Through her connections from working within the governor’s office, Mary Louise Klas was invited to help as certainly one of the attorneys within the 1962 gubernatorial recount representing Gov. Karl Rolvaag.
“I used to be within the early months of pregnancy with our son once we began the trial, and ‘morning’ sickness often struck in the course of the afternoon court session,” Klas wrote in a letter to the editor published within the Pioneer Press in 2009. “Each sets of lawyers brought back from lunch their cellophane-wrapped soda crackers for me to choke down — surreptitiously, in fact.”
After the election, Rolvaag appointed her to the Youth Conservation Commission, whose goal was “to supply and conduct a program looking toward the prevention of juvenile and youth delinquency.” She served on the commission for nine years.
The Klases established their very own joint law practice, Klas & Klas, in 1973. Mary Louise Klas also began serving as a referee in juvenile court and began focusing her private practice in family law. As she recalled, “I started to note that the family law cases were the energetic ones on my desk while the probate and other files got pushed to the credenza.”
In 1986, Gov. Rudy Perpich appointed her as the primary woman on the bench in Ramsey County District Court. She didn’t join the family court for 2 years, nonetheless, because she desired to “get her bearings in the opposite areas of the law first,” Mary Ellen Klas said.
Robin Phillips, executive director of Minneapolis-based Advocates for Human Rights, appeared before Klas on pro bono cases when she was a young lawyer.
“She was fair, tough and intolerant of attempts to avoid liability on domestic-violence cases,’’ Phillips said. “She was known for taking pro bono cases very seriously and defending the rights of the economically marginalized.”
Klas was a conscientious and arranged jurist who was known to jot down personalized thank-you notes to every juror serving in her court, even following up with one juror’s employer — McDonald’s — to make sure she would receives a commission for the additional two days the trial lasted, Montalbano said.
Klas served on the bench for 14 years. After reaching the mandatory judicial retirement age of 70 in 2000, she continued her advocacy work and used her years of experience in legal reform work and judicial training to help human-rights advocates in Central and Eastern Europe draft latest laws and establish legal systems to combat domestic violence, Mary Ellen Klas said.

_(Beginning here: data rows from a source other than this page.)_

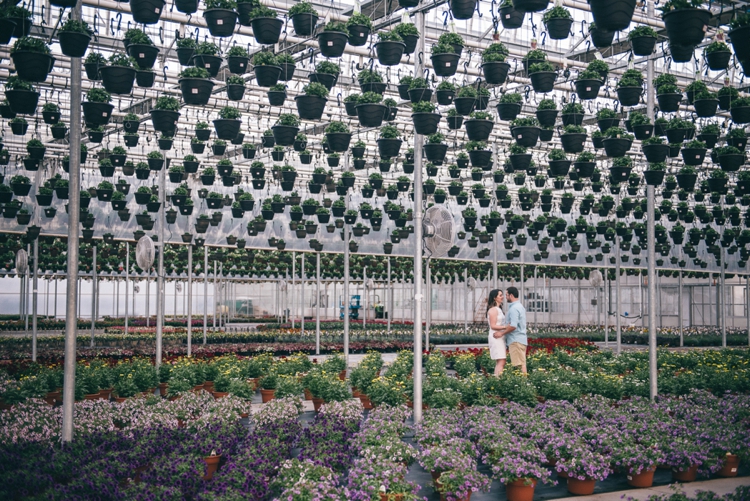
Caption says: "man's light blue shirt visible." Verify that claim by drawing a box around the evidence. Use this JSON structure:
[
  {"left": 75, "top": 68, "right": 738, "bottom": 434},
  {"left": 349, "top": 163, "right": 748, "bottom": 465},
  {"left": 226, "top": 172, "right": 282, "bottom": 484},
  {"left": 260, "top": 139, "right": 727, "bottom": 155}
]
[{"left": 505, "top": 301, "right": 529, "bottom": 346}]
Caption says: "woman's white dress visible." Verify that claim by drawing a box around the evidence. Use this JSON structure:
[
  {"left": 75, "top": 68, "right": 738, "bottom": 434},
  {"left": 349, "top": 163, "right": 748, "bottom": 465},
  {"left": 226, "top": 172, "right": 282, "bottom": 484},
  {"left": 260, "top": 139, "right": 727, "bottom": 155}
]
[{"left": 487, "top": 306, "right": 507, "bottom": 360}]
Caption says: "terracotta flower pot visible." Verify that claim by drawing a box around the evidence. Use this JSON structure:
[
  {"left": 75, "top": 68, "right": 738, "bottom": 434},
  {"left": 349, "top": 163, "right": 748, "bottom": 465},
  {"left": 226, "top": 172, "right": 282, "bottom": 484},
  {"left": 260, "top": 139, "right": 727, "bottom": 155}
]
[
  {"left": 717, "top": 454, "right": 740, "bottom": 477},
  {"left": 260, "top": 388, "right": 276, "bottom": 404},
  {"left": 628, "top": 466, "right": 656, "bottom": 489},
  {"left": 505, "top": 478, "right": 536, "bottom": 501},
  {"left": 672, "top": 464, "right": 698, "bottom": 482},
  {"left": 568, "top": 477, "right": 596, "bottom": 496},
  {"left": 203, "top": 455, "right": 221, "bottom": 480}
]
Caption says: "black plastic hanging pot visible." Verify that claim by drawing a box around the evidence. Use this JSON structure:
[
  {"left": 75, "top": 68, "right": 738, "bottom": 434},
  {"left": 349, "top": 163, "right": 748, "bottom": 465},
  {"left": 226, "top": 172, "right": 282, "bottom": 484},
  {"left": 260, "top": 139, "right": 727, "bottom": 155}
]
[
  {"left": 546, "top": 18, "right": 573, "bottom": 40},
  {"left": 130, "top": 0, "right": 166, "bottom": 24},
  {"left": 529, "top": 71, "right": 557, "bottom": 93},
  {"left": 706, "top": 50, "right": 732, "bottom": 71},
  {"left": 630, "top": 36, "right": 656, "bottom": 56},
  {"left": 497, "top": 103, "right": 521, "bottom": 120},
  {"left": 589, "top": 26, "right": 615, "bottom": 49},
  {"left": 294, "top": 96, "right": 328, "bottom": 120},
  {"left": 464, "top": 118, "right": 495, "bottom": 141},
  {"left": 500, "top": 5, "right": 524, "bottom": 30},
  {"left": 135, "top": 71, "right": 156, "bottom": 88},
  {"left": 5, "top": 90, "right": 39, "bottom": 114},
  {"left": 227, "top": 56, "right": 248, "bottom": 75},
  {"left": 411, "top": 113, "right": 440, "bottom": 136},
  {"left": 318, "top": 31, "right": 349, "bottom": 57},
  {"left": 255, "top": 65, "right": 281, "bottom": 87},
  {"left": 512, "top": 126, "right": 542, "bottom": 148},
  {"left": 575, "top": 79, "right": 602, "bottom": 99},
  {"left": 99, "top": 66, "right": 135, "bottom": 94},
  {"left": 174, "top": 0, "right": 198, "bottom": 14},
  {"left": 292, "top": 12, "right": 318, "bottom": 37},
  {"left": 617, "top": 87, "right": 643, "bottom": 106},
  {"left": 693, "top": 99, "right": 719, "bottom": 118},
  {"left": 127, "top": 44, "right": 159, "bottom": 68},
  {"left": 589, "top": 0, "right": 636, "bottom": 31},
  {"left": 430, "top": 53, "right": 461, "bottom": 77},
  {"left": 179, "top": 78, "right": 214, "bottom": 106},
  {"left": 356, "top": 103, "right": 388, "bottom": 127},
  {"left": 482, "top": 61, "right": 510, "bottom": 85},
  {"left": 81, "top": 101, "right": 115, "bottom": 127},
  {"left": 656, "top": 92, "right": 682, "bottom": 113},
  {"left": 516, "top": 0, "right": 549, "bottom": 12},
  {"left": 662, "top": 8, "right": 711, "bottom": 47},
  {"left": 375, "top": 41, "right": 406, "bottom": 66},
  {"left": 251, "top": 17, "right": 284, "bottom": 45},
  {"left": 560, "top": 132, "right": 586, "bottom": 153},
  {"left": 536, "top": 110, "right": 559, "bottom": 127},
  {"left": 227, "top": 84, "right": 245, "bottom": 101},
  {"left": 203, "top": 9, "right": 237, "bottom": 37},
  {"left": 350, "top": 24, "right": 370, "bottom": 46},
  {"left": 11, "top": 50, "right": 55, "bottom": 82},
  {"left": 448, "top": 0, "right": 477, "bottom": 19},
  {"left": 58, "top": 31, "right": 91, "bottom": 57}
]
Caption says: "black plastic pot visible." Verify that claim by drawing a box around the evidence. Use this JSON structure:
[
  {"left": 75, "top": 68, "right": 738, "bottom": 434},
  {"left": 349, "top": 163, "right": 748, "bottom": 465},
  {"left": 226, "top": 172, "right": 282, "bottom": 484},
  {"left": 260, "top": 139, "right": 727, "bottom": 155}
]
[
  {"left": 81, "top": 101, "right": 115, "bottom": 126},
  {"left": 58, "top": 31, "right": 91, "bottom": 57},
  {"left": 497, "top": 103, "right": 521, "bottom": 121},
  {"left": 318, "top": 31, "right": 349, "bottom": 57},
  {"left": 251, "top": 17, "right": 284, "bottom": 45},
  {"left": 203, "top": 9, "right": 237, "bottom": 37},
  {"left": 464, "top": 118, "right": 495, "bottom": 141},
  {"left": 5, "top": 90, "right": 39, "bottom": 114},
  {"left": 546, "top": 18, "right": 573, "bottom": 40},
  {"left": 99, "top": 66, "right": 135, "bottom": 94},
  {"left": 227, "top": 56, "right": 248, "bottom": 75},
  {"left": 130, "top": 0, "right": 166, "bottom": 24},
  {"left": 662, "top": 8, "right": 711, "bottom": 47},
  {"left": 255, "top": 65, "right": 281, "bottom": 87},
  {"left": 349, "top": 24, "right": 370, "bottom": 47},
  {"left": 589, "top": 0, "right": 636, "bottom": 31},
  {"left": 656, "top": 93, "right": 682, "bottom": 113},
  {"left": 617, "top": 87, "right": 643, "bottom": 106},
  {"left": 356, "top": 103, "right": 388, "bottom": 127},
  {"left": 292, "top": 12, "right": 318, "bottom": 37},
  {"left": 575, "top": 79, "right": 602, "bottom": 99},
  {"left": 11, "top": 50, "right": 55, "bottom": 82},
  {"left": 529, "top": 71, "right": 557, "bottom": 93}
]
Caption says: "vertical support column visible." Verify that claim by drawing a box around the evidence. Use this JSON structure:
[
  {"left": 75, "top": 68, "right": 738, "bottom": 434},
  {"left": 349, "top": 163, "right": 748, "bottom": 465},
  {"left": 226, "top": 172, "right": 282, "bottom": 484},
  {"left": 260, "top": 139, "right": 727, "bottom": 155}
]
[
  {"left": 62, "top": 2, "right": 81, "bottom": 442},
  {"left": 413, "top": 5, "right": 425, "bottom": 424},
  {"left": 203, "top": 247, "right": 208, "bottom": 345},
  {"left": 125, "top": 242, "right": 130, "bottom": 336},
  {"left": 31, "top": 237, "right": 38, "bottom": 362},
  {"left": 90, "top": 244, "right": 97, "bottom": 348},
  {"left": 615, "top": 235, "right": 622, "bottom": 355},
  {"left": 185, "top": 244, "right": 193, "bottom": 356},
  {"left": 315, "top": 251, "right": 328, "bottom": 355}
]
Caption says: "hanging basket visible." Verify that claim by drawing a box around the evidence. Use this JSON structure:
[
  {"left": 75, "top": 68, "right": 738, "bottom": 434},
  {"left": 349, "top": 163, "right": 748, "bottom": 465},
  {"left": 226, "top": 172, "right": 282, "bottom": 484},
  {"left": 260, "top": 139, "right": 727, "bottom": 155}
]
[
  {"left": 58, "top": 31, "right": 91, "bottom": 57},
  {"left": 130, "top": 0, "right": 166, "bottom": 24},
  {"left": 318, "top": 31, "right": 349, "bottom": 57},
  {"left": 204, "top": 8, "right": 237, "bottom": 37},
  {"left": 251, "top": 17, "right": 284, "bottom": 45}
]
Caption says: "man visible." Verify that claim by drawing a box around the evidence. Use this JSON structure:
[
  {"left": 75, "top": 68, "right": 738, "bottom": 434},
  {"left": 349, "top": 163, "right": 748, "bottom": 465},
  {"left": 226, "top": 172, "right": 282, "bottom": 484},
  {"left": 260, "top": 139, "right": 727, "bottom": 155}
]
[{"left": 495, "top": 287, "right": 528, "bottom": 374}]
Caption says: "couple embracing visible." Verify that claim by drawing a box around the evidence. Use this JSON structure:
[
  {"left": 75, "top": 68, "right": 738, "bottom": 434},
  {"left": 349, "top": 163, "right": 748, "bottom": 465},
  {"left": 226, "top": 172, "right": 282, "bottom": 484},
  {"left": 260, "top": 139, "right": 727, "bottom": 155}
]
[{"left": 487, "top": 287, "right": 528, "bottom": 376}]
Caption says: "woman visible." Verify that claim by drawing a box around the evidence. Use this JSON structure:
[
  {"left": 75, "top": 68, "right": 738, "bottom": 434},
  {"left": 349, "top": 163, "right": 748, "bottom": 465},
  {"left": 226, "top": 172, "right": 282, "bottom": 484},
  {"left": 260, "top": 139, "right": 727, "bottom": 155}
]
[{"left": 487, "top": 289, "right": 506, "bottom": 376}]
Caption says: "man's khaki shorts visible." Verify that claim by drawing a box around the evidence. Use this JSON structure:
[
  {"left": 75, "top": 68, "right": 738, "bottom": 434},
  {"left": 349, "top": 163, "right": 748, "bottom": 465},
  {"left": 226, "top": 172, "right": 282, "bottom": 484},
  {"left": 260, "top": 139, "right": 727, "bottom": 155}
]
[{"left": 508, "top": 343, "right": 526, "bottom": 366}]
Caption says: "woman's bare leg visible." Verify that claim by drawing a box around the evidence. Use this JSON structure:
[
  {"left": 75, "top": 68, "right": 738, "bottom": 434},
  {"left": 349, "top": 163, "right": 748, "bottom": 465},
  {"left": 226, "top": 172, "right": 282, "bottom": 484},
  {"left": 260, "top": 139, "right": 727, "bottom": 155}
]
[{"left": 495, "top": 358, "right": 505, "bottom": 376}]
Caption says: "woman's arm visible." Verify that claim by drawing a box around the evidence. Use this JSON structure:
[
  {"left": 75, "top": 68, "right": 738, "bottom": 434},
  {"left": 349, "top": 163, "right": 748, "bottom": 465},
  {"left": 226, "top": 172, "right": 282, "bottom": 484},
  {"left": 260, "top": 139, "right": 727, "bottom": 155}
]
[{"left": 490, "top": 308, "right": 503, "bottom": 331}]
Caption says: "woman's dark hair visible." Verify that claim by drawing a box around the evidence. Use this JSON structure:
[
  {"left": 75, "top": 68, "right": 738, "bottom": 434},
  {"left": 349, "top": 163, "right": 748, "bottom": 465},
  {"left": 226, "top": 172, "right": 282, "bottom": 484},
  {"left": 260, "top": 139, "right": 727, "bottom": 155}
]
[{"left": 485, "top": 289, "right": 503, "bottom": 313}]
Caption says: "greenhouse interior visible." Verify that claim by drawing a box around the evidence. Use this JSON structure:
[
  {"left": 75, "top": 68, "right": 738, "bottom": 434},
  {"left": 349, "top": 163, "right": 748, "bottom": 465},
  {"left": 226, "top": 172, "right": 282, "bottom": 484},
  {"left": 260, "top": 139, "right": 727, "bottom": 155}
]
[{"left": 0, "top": 0, "right": 750, "bottom": 501}]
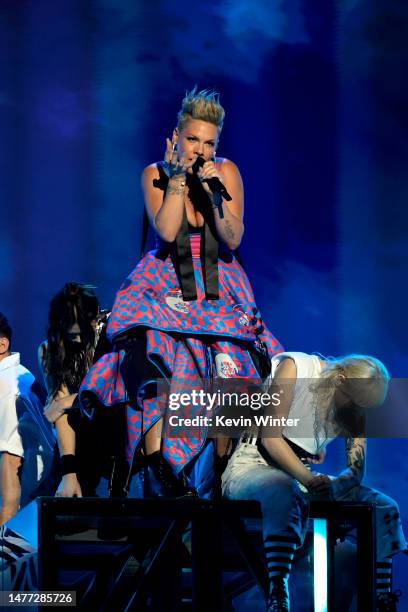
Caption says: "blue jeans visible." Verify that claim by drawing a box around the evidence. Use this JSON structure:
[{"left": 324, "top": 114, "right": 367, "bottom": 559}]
[{"left": 222, "top": 444, "right": 406, "bottom": 562}]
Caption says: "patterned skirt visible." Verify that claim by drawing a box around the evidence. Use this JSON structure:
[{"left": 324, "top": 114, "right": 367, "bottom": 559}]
[{"left": 80, "top": 234, "right": 283, "bottom": 471}]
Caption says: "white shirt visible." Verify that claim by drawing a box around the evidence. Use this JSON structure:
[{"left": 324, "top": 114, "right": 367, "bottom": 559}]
[{"left": 270, "top": 352, "right": 334, "bottom": 454}]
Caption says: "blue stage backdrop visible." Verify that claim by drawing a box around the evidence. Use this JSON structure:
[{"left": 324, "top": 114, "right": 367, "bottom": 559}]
[{"left": 0, "top": 0, "right": 408, "bottom": 604}]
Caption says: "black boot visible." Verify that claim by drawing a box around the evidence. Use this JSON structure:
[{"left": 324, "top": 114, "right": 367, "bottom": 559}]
[
  {"left": 377, "top": 590, "right": 401, "bottom": 612},
  {"left": 266, "top": 576, "right": 290, "bottom": 612},
  {"left": 146, "top": 451, "right": 193, "bottom": 497}
]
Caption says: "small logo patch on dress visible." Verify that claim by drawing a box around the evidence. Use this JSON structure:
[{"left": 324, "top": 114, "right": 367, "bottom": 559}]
[
  {"left": 165, "top": 289, "right": 189, "bottom": 314},
  {"left": 232, "top": 304, "right": 249, "bottom": 327},
  {"left": 215, "top": 353, "right": 238, "bottom": 378}
]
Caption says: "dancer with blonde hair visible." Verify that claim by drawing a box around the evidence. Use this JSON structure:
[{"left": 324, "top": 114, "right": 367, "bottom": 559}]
[{"left": 223, "top": 352, "right": 406, "bottom": 612}]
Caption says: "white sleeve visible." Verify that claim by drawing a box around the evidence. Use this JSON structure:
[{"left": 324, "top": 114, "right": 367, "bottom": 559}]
[{"left": 0, "top": 380, "right": 24, "bottom": 457}]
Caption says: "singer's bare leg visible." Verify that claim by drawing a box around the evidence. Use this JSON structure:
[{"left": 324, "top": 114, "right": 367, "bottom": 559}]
[{"left": 145, "top": 419, "right": 163, "bottom": 455}]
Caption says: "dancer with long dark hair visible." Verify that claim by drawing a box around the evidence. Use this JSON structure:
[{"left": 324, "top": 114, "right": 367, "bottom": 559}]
[{"left": 39, "top": 282, "right": 118, "bottom": 497}]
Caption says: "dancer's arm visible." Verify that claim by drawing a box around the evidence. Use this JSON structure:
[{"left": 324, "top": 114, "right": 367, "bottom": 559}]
[
  {"left": 55, "top": 414, "right": 82, "bottom": 497},
  {"left": 38, "top": 344, "right": 82, "bottom": 497},
  {"left": 332, "top": 438, "right": 367, "bottom": 496}
]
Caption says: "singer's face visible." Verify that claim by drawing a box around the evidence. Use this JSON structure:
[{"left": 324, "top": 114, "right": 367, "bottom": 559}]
[{"left": 173, "top": 119, "right": 219, "bottom": 162}]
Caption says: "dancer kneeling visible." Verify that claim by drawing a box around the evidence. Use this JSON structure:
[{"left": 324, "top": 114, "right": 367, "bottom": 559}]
[{"left": 223, "top": 353, "right": 406, "bottom": 611}]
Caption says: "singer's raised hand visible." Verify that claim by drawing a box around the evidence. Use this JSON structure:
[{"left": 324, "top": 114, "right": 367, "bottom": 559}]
[
  {"left": 164, "top": 138, "right": 195, "bottom": 178},
  {"left": 197, "top": 160, "right": 225, "bottom": 194}
]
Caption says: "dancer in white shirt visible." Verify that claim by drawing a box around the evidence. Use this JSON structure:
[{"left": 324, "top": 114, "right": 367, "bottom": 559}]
[
  {"left": 0, "top": 313, "right": 55, "bottom": 524},
  {"left": 222, "top": 353, "right": 406, "bottom": 612}
]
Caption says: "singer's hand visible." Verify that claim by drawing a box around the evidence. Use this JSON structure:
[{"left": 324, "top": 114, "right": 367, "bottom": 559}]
[
  {"left": 197, "top": 160, "right": 225, "bottom": 195},
  {"left": 164, "top": 138, "right": 195, "bottom": 178}
]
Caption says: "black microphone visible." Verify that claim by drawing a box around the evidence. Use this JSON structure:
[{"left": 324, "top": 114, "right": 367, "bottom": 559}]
[{"left": 191, "top": 155, "right": 232, "bottom": 202}]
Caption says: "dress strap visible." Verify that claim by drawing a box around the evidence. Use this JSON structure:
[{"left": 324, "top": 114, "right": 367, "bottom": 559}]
[{"left": 153, "top": 164, "right": 219, "bottom": 302}]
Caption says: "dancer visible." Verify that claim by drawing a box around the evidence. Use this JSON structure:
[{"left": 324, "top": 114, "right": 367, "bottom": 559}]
[
  {"left": 223, "top": 353, "right": 406, "bottom": 612},
  {"left": 81, "top": 89, "right": 282, "bottom": 496},
  {"left": 0, "top": 313, "right": 57, "bottom": 525},
  {"left": 38, "top": 282, "right": 119, "bottom": 497}
]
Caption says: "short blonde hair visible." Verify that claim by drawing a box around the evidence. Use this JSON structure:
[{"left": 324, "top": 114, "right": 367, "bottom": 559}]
[{"left": 177, "top": 86, "right": 225, "bottom": 132}]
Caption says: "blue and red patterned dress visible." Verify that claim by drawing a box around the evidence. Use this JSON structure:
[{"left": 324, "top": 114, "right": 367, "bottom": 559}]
[{"left": 80, "top": 166, "right": 283, "bottom": 482}]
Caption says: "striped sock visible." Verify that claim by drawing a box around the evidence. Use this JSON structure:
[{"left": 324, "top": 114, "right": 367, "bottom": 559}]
[
  {"left": 265, "top": 535, "right": 296, "bottom": 585},
  {"left": 375, "top": 559, "right": 392, "bottom": 593}
]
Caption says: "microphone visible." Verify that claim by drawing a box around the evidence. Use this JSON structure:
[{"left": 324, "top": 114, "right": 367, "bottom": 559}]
[{"left": 192, "top": 155, "right": 232, "bottom": 201}]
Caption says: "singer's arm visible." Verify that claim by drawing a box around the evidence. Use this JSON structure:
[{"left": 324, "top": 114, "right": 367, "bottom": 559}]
[
  {"left": 203, "top": 159, "right": 244, "bottom": 250},
  {"left": 142, "top": 164, "right": 186, "bottom": 242}
]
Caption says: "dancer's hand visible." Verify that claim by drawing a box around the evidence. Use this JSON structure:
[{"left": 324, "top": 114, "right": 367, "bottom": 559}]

She traveled to Bulgaria with the Minnesota Advocates for Human Rights six times to coach judges, police and legal professionals from Balkan countries, and to the Republic of Georgia, when she was in her 80s, she said.
“She embodied what it meant to make use of one’s authority and influence to deal with the insidious brutality that so many ladies face of their homes,’’ said Thomas, who traveled with Klas on lots of the trips as director of the Women’s Program on the Advocates for Human Rights. “So few powerful people do this.”
In an interview with the Pioneer Press in 2006, Klas said: “What have we left to fight for if human rights and human dignity and the rights of everyone — poor and wealthy — are usually not safeguarded equally? What do now we have left?”
Klas is survived by her daughters Mary Ellen Klas, Kathy Thames, Barbara Klas and Patricia Montalbano, and by her son, John Klas; 13 grandchildren; and one great-granddaughter.
A funeral Mass can be held at 10 a.m. July 10 on the Church of St. Thomas More in St. Paul, with visitation from 3 to six p.m. July 9 at Willwerscheid Funeral Home in St. Paul.